No exagero si digo que esta novela debe, seguramente, leerse más de una vez. El primer tanteo debería ir seguido de otro que permitiera hacerse cargo de la mirada que el narrador arroja sobre lo narrado. Y eso que el artificio lo descubre el autor desde el principio: Dowell quiere tener, y así lo dice, al lector convertido en un espectador atento a su monólogo. El problema es que nunca nos cuenta la verdad tal cual es, sino como él la sabe, o eso parece. Y aun al final cabe preguntarse qué verdad es esa y si nos la ha contado o la adulterado tanto que hay que volver a empezar para ver de comprenderla. Y sí, seguramente, para experimentarla una tercera vez (y en esta ocasión, para dejar fluir el impulso que cuenta la historia, para disfrutar de sus meandros, de su lenguaje, de sus juegos de palabras, de sus retruécanos, de sus inconsistencias también) y decir, al fin, que, efectivamente, ahora sí, se ha leído El buen soldado.

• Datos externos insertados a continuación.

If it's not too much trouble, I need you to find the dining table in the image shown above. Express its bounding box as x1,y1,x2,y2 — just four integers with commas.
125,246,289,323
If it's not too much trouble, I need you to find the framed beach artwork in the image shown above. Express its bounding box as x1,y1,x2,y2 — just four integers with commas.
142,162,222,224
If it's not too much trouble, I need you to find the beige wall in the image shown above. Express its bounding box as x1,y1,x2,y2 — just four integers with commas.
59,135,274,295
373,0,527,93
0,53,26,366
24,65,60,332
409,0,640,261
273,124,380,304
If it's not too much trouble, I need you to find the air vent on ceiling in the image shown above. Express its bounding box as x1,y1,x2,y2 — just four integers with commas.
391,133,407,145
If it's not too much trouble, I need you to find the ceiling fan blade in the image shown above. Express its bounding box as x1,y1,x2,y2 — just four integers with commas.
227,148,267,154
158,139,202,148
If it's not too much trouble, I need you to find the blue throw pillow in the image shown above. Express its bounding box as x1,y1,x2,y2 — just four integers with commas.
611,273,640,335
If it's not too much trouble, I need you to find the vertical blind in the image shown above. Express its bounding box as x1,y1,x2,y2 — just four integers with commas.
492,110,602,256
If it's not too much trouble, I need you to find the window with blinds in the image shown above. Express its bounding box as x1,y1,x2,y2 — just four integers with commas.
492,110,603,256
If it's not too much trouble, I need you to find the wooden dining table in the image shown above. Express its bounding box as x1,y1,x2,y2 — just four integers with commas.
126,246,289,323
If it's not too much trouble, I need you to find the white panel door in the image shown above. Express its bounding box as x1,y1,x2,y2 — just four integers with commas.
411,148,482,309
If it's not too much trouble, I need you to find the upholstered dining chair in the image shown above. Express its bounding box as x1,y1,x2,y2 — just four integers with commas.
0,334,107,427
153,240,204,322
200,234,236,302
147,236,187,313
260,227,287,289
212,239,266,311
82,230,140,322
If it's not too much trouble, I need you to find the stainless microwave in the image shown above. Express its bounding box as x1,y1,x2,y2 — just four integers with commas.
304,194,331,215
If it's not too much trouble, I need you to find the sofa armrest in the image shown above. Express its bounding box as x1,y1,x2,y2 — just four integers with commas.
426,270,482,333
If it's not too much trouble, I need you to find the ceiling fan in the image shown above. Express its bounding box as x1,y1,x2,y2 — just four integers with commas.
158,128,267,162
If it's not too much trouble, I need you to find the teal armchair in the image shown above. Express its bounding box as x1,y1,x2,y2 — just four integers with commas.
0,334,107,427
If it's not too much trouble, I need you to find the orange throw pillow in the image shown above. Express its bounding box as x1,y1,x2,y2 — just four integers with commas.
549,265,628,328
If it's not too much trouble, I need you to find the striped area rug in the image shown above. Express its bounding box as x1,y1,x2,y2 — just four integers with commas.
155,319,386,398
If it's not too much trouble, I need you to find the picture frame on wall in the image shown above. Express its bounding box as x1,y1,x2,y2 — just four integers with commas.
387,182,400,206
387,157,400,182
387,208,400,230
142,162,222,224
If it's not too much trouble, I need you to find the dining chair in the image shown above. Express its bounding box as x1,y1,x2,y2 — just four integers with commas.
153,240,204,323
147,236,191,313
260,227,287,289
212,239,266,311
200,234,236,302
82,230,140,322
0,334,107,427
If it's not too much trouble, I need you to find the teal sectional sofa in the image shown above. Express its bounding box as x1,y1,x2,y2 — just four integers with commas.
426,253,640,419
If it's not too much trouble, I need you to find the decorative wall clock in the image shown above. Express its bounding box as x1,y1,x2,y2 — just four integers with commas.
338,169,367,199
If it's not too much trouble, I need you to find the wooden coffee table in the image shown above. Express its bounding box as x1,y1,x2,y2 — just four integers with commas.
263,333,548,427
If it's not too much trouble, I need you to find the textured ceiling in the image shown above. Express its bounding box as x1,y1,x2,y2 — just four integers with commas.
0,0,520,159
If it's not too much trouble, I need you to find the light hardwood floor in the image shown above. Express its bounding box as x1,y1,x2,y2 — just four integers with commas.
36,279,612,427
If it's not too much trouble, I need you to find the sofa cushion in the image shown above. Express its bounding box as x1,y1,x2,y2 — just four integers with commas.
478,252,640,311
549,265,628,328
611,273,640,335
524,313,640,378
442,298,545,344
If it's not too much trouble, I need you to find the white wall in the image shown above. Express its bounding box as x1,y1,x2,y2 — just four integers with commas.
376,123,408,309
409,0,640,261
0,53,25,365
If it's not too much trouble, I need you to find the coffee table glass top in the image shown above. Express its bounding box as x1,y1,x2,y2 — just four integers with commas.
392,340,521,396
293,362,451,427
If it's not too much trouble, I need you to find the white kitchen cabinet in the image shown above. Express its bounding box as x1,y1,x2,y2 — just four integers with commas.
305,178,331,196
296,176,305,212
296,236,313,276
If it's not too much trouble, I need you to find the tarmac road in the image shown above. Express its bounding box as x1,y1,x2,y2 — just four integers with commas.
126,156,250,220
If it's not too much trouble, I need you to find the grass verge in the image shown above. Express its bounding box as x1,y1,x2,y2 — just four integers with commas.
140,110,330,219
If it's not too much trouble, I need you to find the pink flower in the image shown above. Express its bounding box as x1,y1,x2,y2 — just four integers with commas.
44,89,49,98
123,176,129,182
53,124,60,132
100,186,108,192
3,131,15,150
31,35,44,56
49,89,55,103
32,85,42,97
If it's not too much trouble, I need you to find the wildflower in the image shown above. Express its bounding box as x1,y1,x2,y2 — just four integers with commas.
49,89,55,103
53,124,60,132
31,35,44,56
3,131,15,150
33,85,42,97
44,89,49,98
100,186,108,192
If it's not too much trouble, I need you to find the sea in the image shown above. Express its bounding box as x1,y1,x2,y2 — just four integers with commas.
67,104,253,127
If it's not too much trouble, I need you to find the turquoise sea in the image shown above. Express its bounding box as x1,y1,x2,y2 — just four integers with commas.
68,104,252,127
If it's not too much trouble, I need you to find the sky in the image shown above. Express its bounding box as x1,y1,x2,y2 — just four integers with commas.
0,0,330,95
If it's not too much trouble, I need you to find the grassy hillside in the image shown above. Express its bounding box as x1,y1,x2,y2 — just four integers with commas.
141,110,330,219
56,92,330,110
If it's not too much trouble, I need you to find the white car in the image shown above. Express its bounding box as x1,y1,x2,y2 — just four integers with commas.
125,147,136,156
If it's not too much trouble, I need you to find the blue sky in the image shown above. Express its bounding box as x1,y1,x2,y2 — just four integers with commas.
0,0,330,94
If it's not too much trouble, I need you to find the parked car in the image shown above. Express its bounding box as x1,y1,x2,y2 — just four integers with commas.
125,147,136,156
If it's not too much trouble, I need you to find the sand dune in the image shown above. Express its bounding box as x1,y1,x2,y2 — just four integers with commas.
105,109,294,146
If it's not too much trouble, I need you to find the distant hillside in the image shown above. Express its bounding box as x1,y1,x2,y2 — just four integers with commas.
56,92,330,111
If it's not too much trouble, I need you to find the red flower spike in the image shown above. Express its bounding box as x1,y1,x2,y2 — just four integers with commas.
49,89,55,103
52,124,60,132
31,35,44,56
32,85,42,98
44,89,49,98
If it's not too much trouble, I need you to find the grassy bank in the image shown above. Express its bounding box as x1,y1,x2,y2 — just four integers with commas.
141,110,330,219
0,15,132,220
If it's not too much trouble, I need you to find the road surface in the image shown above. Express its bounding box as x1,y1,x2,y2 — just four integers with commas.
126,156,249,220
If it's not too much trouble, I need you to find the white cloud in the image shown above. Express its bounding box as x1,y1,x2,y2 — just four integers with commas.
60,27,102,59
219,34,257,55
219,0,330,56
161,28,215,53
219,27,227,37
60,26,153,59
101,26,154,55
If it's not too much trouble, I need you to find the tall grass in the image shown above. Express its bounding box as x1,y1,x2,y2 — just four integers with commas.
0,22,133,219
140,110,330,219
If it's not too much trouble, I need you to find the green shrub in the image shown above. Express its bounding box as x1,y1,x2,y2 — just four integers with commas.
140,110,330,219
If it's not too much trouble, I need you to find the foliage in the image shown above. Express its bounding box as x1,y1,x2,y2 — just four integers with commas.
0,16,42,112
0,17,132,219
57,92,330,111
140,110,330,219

Para mi gusto, esta proeza narrativa de Ford tiene múltiples caras pero todas pueden reducirse a una: a su intención de imitar el modo en que las historias, contadas verbalmente, nos llegan. Y, con ellas, la información fehaciente, o interesada, o sesgada, o irrelevante, que extraemos. En definitiva, la vida misma, narrada. La única condición que se impone el autor para hacerlo es usar la voz de una sola persona: lo cual, si se quiere evitar imponer el narrador omnisciente característico del siglo anterior, exige reducir el campo de acción a lo que el narrador, convertido así en personaje, es capaz de saber... y de saber transmitir.
Ni que decir tiene que el lenguaje y el tono van acordes con lo narrado. No faltan momentos poéticos, ni expresiones que dan lugar a la sonrisa, ni una cierta sensación de espanto (aunque quizá sea este el punto más erosionado por el paso del tiempo: hemos visto tantos horrores en un siglo que las desgracias que cuenta Ford, aun siéndolo, quedan un tanto apagadas o disminuidas como tales para el lector). Aun así, no se entiende el destino adverso (o, quizá peor, indiferente) de esta obra, que apenas cuenta en los manuales o en las listas de novelas notables de principios de siglo XX.
En un momento dado, el narrador dice de una de las protagonistas: "Sea como fuere, se sentó frente a mí y entonces, por vez primera, prestó algo de atención a mi existencia. Me dirigió, de súbito pero con plena intención, una mirada sostenida. También tenía los ojos azules y tan arqueados los párpados que se le veían los iris por completo. Fue una mirada notabilísima, absolutamente conmovedora, como si por un momento me hubiese me mirado un faro".
Así es esta novela cuando se acaba (la primera vez): como si un faro nos hubiese mirado, quizá durante un momento, con su ojo azul o blanco o rojo y cambiante.